Tipsheet

The McConnell Plan

Par for the course, Jennifer Rubin does some of the best reporting anywhere on the McConnell plan for moving debt ceiling/deficit reduction talks forward in a direction favorable to the GOP.

I understand that pundits across the blogosphere are freaking out, but it strikes me that the brilliance of the McConnell plan is in placing responsibility for a debt ceiling crisis squarely on the shoulders of the President and congressional Democrats.  Don't submit a plan with appropriate spending cuts? Congress will disapprove it, but there will be enough Democratic votes that -- should Dems dare -- they can sustain an Obama veto.

The genius of the McConnell approach is that it forces the President to make significant spending cuts and avoids tax increases, unless he (and a minority of Democrats) openly and publicly pursue an approach clearly antithetical to the wishes of the majority of Americans -- including in summer 2012.

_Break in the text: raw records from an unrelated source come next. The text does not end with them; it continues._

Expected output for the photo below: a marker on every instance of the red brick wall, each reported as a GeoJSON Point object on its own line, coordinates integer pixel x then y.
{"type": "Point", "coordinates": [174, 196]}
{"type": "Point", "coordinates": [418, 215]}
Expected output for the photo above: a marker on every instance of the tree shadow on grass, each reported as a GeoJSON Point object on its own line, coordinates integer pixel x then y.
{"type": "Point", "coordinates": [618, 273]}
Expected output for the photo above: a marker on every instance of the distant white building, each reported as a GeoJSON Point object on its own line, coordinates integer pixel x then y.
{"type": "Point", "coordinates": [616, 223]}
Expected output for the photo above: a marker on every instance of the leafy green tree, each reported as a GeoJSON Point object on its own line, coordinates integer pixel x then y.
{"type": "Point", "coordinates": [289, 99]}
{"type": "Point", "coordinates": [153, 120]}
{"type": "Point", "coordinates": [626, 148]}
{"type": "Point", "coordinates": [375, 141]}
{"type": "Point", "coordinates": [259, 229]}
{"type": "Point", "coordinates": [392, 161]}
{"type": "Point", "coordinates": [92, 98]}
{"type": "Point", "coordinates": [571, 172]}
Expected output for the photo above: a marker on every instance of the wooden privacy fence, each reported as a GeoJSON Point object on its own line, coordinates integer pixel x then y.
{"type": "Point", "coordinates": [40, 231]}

Beats the heck out of a "grand bargain" including tax increases (giving Democrats cover to neutralize one of the GOP's most potent political issues), or hoping that the President -- ideologue that he is -- will cave in to GOP wishes (and thereby court a challenge from the left), or relying on the MSM to report fairly on the GOP's actions and role in the event of a default.

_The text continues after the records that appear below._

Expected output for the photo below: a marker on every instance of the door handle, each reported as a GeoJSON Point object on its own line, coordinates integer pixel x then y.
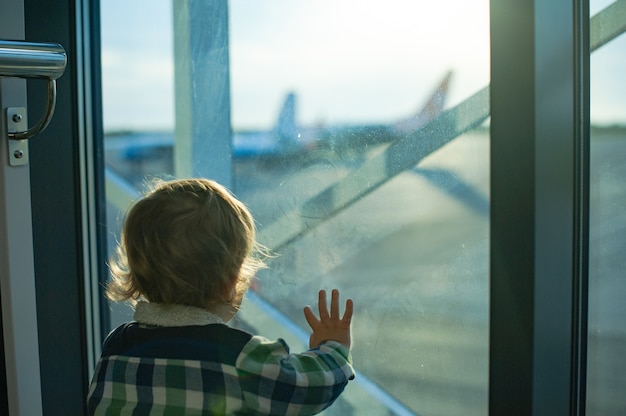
{"type": "Point", "coordinates": [31, 60]}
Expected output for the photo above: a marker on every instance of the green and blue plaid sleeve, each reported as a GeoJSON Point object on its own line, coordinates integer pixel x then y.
{"type": "Point", "coordinates": [273, 381]}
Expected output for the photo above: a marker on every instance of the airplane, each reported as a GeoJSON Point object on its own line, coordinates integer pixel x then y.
{"type": "Point", "coordinates": [288, 138]}
{"type": "Point", "coordinates": [287, 141]}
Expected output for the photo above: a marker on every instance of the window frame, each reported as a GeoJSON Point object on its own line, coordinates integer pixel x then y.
{"type": "Point", "coordinates": [539, 206]}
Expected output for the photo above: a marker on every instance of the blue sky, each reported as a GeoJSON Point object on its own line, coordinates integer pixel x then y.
{"type": "Point", "coordinates": [348, 60]}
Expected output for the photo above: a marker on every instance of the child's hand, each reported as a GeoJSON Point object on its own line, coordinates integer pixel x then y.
{"type": "Point", "coordinates": [329, 326]}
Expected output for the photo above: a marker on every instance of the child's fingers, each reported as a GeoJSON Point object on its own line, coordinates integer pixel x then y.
{"type": "Point", "coordinates": [334, 304]}
{"type": "Point", "coordinates": [322, 305]}
{"type": "Point", "coordinates": [347, 315]}
{"type": "Point", "coordinates": [310, 317]}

Update: The Wall Street Journal explains why the McConnell plan is the best card left that the GOP has to play.  I tend to agree with the Journal that anyone who thinks the President will submit to GOP demands is dreaming; instead, he will make sure that default carries with it the most painful consequences to the most important political constituencies, and he -- along with his allies in the press -- will work to pin blame for their pain on the Republicans.